Local, Tom O'Keefe Movie Reviews

Roger Qbert Reviews “The Karate Kid” starring Jaden Smith and Jackie Chan

Posted: June 13, 2010 at 11:13 am   /   by   /   comments (0)

the karate kid 2010 remake poster jaden smith jackie chanThe first question upon entering the remake of The Karate Kid concerns the casting of Jaden Smith (son of Will Smith and Jada Pinkett Smith): can he carry a film or is this merely an extraordinarily high-profile instance of nepotism? Allow me to cut to the chase and say regardless of the motives of those who gave him the role he can, and does, carry the film just fine. Smith plays Dre, a twelve-year old whose single-mother (Taraji P. Henson) has been transferred to China. When he runs afoul of a group of Kung Fu practicing schoolmates, he enlists the aid of his apartment’s superintendent; the reticent, but Kung Fu proficient, Mr. Han (Jackie Chan). It falls to Mr. Han to teach Dre the patience, perseverance and self-discipline required not only to practice the ancient art but to succeed in life.

Smith conveys, often times wordlessly, the frustration and anger of a boy forcibly uprooted and dropped wholesale into a foreign culture. In fact, relocating the proceedings to China is a masterstroke on the part of the filmmakers. While the original film dealt tangentially with the main character’s difficulty with assimilation it was a much smaller hill to climb. By moving the film to another continent they’ve taken the cultural divide from coastal to hemispherical, and in the process they’ve made Dre’s cultural disconnect the audience’s as well. This isn’t the China of travelogues. Instead, this is the workaday world of everyday living: small apartments, crowded streets, cramped public transportation. Dre doesn’t like living here and, even though we know there is much more to this land, it’s easy to see why he feels that way.

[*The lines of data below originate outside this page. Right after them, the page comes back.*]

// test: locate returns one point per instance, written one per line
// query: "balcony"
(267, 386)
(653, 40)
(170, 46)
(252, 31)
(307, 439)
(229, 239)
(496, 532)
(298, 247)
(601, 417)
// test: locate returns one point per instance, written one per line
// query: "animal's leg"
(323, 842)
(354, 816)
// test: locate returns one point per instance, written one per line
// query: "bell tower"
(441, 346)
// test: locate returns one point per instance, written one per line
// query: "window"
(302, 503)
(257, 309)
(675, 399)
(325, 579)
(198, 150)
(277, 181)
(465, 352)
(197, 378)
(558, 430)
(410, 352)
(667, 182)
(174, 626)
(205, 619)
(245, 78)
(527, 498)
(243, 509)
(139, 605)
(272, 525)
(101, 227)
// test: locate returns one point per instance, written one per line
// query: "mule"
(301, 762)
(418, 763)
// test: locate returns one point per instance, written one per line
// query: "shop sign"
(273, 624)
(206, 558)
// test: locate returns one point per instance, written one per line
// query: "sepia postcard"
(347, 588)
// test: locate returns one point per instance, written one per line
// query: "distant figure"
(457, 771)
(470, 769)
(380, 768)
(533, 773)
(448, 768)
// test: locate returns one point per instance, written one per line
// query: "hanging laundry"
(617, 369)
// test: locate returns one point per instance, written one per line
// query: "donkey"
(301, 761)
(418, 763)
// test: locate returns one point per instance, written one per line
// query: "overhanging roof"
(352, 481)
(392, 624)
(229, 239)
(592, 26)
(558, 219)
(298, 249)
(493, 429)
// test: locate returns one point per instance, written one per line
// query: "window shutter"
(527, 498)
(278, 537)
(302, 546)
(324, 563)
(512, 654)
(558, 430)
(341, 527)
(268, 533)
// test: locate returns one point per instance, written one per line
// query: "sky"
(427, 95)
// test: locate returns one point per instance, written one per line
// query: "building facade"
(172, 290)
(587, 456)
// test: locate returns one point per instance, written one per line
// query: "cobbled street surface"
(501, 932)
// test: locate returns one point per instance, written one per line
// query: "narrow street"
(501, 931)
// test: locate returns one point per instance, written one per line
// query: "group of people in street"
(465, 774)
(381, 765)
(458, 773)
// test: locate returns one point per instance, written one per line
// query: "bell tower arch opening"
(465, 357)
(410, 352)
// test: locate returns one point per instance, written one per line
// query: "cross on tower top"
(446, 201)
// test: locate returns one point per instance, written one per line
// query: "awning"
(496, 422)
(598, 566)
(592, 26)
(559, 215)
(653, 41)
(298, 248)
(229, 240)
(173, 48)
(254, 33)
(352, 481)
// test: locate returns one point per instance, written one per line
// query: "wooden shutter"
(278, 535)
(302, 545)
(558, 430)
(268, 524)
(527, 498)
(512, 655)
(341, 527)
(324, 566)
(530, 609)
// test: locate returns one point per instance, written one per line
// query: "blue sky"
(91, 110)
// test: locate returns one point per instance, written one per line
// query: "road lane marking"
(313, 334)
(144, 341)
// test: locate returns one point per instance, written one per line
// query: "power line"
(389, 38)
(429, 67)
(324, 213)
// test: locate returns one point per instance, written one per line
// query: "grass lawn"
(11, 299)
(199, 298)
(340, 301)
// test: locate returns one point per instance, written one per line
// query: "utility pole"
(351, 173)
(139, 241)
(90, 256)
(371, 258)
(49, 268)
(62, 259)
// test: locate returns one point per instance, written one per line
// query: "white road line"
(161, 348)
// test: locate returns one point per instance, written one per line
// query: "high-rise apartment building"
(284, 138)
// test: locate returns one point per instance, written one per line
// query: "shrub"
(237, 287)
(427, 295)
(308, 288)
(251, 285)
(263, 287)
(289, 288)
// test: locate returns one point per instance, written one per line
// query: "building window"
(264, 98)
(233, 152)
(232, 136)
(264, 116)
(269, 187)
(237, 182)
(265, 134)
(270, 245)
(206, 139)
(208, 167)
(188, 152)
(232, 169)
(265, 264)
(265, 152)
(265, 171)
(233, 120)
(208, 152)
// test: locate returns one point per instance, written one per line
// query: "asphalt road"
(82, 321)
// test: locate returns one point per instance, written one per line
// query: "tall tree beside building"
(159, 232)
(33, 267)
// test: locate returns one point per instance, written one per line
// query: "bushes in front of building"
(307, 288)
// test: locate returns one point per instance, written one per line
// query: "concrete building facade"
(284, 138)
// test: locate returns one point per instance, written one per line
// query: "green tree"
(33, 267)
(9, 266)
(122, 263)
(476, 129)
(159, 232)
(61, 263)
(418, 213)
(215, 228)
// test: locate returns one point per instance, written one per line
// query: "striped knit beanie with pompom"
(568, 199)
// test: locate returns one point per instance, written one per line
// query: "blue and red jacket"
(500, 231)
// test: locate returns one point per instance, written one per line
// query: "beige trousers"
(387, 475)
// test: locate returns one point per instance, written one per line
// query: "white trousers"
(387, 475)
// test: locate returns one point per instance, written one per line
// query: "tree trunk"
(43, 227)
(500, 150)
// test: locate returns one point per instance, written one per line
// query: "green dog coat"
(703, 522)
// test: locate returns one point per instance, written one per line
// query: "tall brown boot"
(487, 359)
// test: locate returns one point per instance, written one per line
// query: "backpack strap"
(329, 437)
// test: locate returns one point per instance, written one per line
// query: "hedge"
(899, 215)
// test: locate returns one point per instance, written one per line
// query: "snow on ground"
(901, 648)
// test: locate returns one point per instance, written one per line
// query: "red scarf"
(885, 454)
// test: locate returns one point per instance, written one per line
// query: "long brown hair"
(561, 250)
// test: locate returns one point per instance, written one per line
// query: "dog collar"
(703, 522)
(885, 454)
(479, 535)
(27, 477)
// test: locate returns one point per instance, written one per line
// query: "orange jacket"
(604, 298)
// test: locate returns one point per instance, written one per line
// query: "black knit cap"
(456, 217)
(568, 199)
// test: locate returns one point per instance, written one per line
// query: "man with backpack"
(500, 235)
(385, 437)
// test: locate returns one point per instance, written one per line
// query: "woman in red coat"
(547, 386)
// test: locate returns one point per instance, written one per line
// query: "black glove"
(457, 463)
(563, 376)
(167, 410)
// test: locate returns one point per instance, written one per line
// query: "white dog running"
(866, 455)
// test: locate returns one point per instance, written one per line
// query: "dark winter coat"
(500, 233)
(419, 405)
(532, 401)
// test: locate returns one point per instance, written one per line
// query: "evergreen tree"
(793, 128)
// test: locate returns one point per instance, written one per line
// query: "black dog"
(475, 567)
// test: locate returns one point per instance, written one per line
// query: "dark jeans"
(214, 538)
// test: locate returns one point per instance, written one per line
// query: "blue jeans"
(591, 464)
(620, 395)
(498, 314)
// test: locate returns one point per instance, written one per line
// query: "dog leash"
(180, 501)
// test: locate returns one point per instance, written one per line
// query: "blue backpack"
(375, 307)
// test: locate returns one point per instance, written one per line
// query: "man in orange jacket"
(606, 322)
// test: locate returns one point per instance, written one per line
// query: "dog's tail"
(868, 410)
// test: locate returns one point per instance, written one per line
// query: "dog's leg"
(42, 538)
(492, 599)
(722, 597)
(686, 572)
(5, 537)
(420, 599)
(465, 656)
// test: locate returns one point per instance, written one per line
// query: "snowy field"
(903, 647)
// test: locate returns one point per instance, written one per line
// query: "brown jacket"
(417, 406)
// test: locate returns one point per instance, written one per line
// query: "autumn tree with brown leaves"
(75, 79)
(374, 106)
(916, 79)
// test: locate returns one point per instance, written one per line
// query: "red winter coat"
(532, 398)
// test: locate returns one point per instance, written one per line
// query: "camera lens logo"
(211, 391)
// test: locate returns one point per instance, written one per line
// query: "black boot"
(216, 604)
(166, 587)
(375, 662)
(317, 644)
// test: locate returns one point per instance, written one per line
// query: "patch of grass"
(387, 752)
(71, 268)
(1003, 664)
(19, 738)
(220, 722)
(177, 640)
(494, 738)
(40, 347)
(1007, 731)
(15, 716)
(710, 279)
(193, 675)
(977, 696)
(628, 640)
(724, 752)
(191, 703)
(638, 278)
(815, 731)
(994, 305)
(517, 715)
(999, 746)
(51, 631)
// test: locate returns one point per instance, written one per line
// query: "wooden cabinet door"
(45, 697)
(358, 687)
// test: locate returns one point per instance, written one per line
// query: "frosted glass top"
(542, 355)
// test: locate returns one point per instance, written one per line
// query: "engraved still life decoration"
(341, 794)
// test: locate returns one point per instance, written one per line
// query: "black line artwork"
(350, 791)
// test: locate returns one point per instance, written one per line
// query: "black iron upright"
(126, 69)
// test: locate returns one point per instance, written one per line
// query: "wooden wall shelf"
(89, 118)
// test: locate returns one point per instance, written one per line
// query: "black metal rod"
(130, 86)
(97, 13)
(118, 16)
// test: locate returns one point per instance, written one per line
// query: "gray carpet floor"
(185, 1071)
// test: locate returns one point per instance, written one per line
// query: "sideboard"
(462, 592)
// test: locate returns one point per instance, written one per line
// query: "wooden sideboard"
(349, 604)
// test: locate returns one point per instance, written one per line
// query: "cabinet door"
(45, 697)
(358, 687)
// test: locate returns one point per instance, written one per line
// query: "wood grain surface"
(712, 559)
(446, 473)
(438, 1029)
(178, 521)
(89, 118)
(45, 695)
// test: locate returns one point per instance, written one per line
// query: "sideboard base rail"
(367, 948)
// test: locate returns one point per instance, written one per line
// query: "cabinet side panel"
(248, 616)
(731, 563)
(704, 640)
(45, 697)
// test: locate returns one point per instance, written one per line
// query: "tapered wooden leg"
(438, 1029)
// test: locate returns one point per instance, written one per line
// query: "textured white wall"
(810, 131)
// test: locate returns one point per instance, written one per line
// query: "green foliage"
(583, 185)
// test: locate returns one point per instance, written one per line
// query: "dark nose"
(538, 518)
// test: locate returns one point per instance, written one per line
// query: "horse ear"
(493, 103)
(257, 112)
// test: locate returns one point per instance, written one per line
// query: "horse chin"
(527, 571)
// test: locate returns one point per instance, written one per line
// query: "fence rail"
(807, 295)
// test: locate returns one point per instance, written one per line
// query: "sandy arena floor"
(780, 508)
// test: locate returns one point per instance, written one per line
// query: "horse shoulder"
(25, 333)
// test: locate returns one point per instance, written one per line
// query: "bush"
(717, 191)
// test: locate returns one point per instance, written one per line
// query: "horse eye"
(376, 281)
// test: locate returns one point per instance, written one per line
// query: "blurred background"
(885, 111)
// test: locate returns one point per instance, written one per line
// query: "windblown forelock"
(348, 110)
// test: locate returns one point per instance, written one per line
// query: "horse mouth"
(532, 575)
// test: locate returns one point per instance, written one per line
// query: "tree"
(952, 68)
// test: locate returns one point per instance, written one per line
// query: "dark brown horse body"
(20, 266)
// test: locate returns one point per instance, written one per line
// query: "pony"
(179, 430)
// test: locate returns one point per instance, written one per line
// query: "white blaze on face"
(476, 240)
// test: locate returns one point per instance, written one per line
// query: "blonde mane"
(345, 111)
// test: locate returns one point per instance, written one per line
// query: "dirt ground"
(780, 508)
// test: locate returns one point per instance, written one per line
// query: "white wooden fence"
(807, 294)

Chan is finally allowed to shed the cartoonish cloak he often wears in American films (especially as he ages and can no longer fully play the role of “action star”). By moving the film to China, Chan’s broken English cannot be condescendingly played for laughs as it frequently is. In this world (refreshingly) it’s Dre who is mocked for mangling of the mother tongue. The result being that Chan gives a remarkably restrained performance in what is often a surprisingly quiet, at times almost contemplative, film. This isn’t the sort of glossy, high-octane “reimagining” that Hollywood normally foists on an unsuspecting public. There are no cameos from Ralph Macchio or winking nods (save one small scene in the beginning) to the original. This film, for better or worse, isn’t trying to placate its audience with nostalgia. It sets out, and manages to be, its own film.

However, while the location may have changed, the overarching plot points have not. The film hits pretty much every major beat of the original. The humiliation, the bullying, the training sequences, the final showdown – it’s all here, which can be a bit tiresome for fans of the original. But they have managed to tinker with some finer details. “Wax on/wax off” has been changed to “jacket on/jacket off”. Though thankfully, they’ve managed to preserve the phrase’s pop-culture status as a masturbation joke.

With a running time of two hours and twenty minutes, the film could certainly have been tightened-up. There are scenes that could have easily been cut while others seem to meander to their finish and/or linger too long once they’ve arrive there. However, it’s hard to complain about a film taking its time to establish things such as “character” and “motivation.” This time last year, we were being subjected to the hyper-caffeinated yet yawn-inducing stylings of movies like Transformers: Revenge of the Fallen or Terminator Salvation. By the time the film arrives at its conclusion, the characters have earned any emotion you’ve invested.

On a scale of 1 to 10, with 10 being The (original) Karate Kid and 1 being The Karate Kid: The Animated Series, The Karate Kid gets a 7.